Patients were eligible for study participation if they were aged ≥ 18 years, ECOG PS 0–1, histologically or cytologically confirmed DLBCL, FL or MZL, CD20+. CC–122 was given orally (days 1–5 of every 7 days) for 28–day cycles in escalating doses plus a fixed dose of intravenous obinutuzumab 1000 mg on day 2, 8, 15 of cycle 1 (c1), and d1 of c2–8.
- 44 patients were enrolled: 19 patients with DLBCL, 24 with FL, and 1 with MZL
- Median age: 60 years (range, 26–81)
- Median number of prior systemic cancer therapies: 3 (1–11)
- 50% of patients were rituximab refractory
- ORR in the overall population: 68%, with 12 patients (27%) achieving a CR
- ORR/CR rate in DLBCL and FL/MZL patients were 47%/11%; and 84%/40% respectively
- Median DoR: 11.3 months (3.7–21.2)
- 6-month PFS rate: 55 months (37–70)
- Median DOR: 19.4 months (7.9–NR)
- Subgroup analysis was performed to further examine the high-risk early relapse (ER) and double refractory (DR) patients with FL. PFS was comparable between the high-risk (ER + DR) and non-high-risk FL patients
- A CC-122 dose of 3 mg with obinutuzumab is the recommended dose for further development
- Two patients experienced a DLT:
- One patient had grade 4 neutropenia (3.0 mg CC–122 + obinutuzumab)

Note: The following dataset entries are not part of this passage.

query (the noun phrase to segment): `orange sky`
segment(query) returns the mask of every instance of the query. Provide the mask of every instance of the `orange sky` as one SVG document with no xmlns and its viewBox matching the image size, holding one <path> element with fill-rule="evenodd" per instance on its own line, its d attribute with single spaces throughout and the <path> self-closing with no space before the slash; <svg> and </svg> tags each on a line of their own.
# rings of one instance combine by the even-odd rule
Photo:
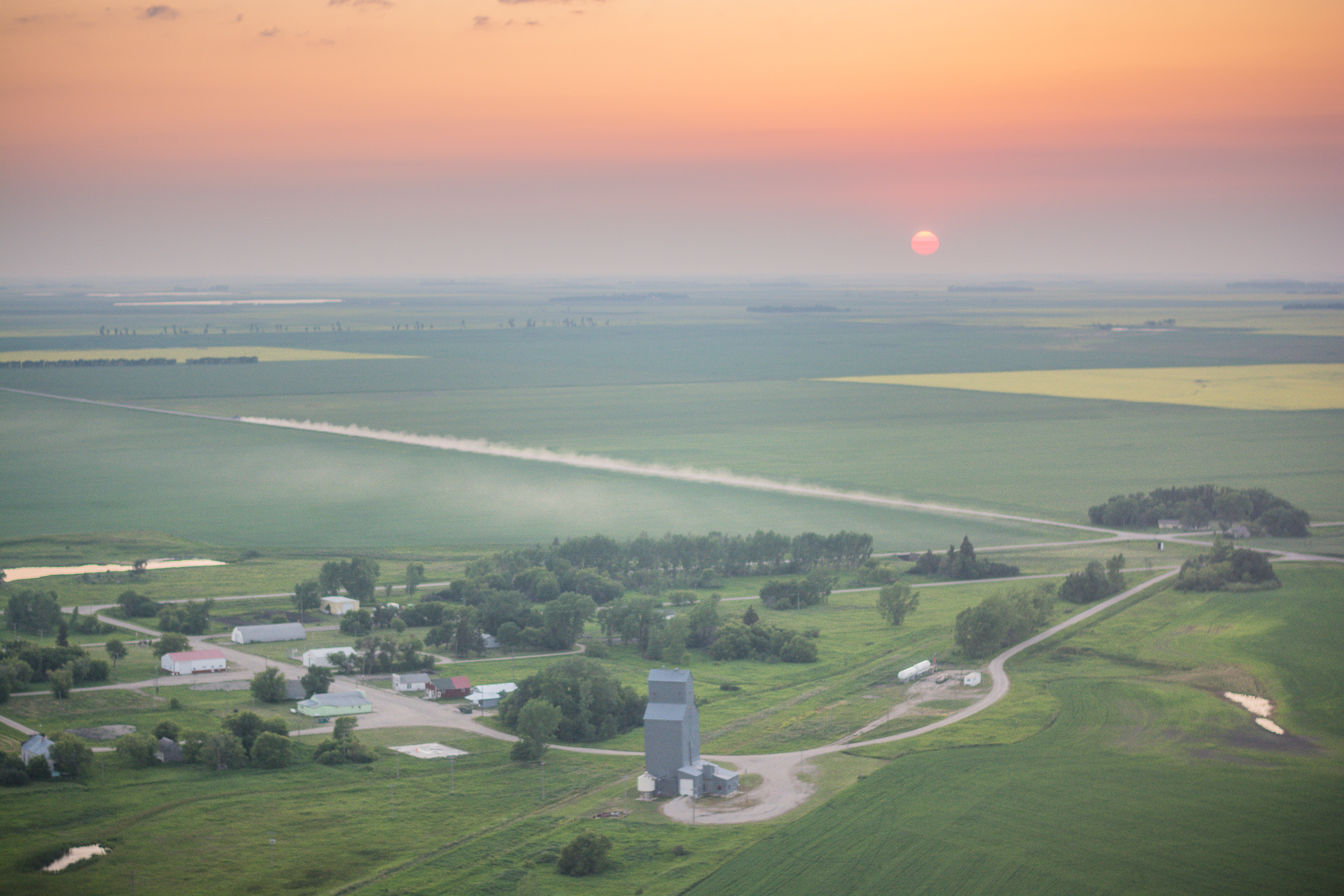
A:
<svg viewBox="0 0 1344 896">
<path fill-rule="evenodd" d="M 77 195 L 113 203 L 137 187 L 137 215 L 152 216 L 148 193 L 169 201 L 168 185 L 172 201 L 210 203 L 267 184 L 266 201 L 293 214 L 304 189 L 339 184 L 353 215 L 395 207 L 380 185 L 414 195 L 464 179 L 473 215 L 493 204 L 544 219 L 578 204 L 594 222 L 598 206 L 694 222 L 699 203 L 706 226 L 714 215 L 746 226 L 792 207 L 905 239 L 907 226 L 988 227 L 992 210 L 1027 200 L 1034 216 L 1067 207 L 1090 220 L 1107 201 L 1138 214 L 1146 195 L 1156 214 L 1172 191 L 1243 196 L 1247 226 L 1251 210 L 1293 203 L 1308 232 L 1339 224 L 1324 201 L 1340 196 L 1344 150 L 1337 1 L 4 0 L 4 11 L 0 183 L 11 210 L 42 227 Z M 515 181 L 496 203 L 492 179 Z M 828 258 L 852 263 L 824 250 L 812 263 Z M 605 269 L 595 254 L 586 263 Z"/>
</svg>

- One patient had grade 5 tumour flare reaction/TLS (4.0 mg CC–122 + obinutuzumab)
- The most frequent (≥ 15%) grade 3/4 AEs included neutropenia (52%) and thrombocytopenia (25%)
Dr Michot concluded that this was the first study to investigate the combination of CC–122 and obinutuzumab in relapsed and refractory B-cell lymphomas. The tolerability profile was consistent with either therapy alone, with no unexpected toxicities. The combination demonstrates similar activity in high-risk and standard-risk FL patients. The dose expansion CC–122–NHL–001 study at 3mg, focussed on relapsed and refractory FL is ongoing.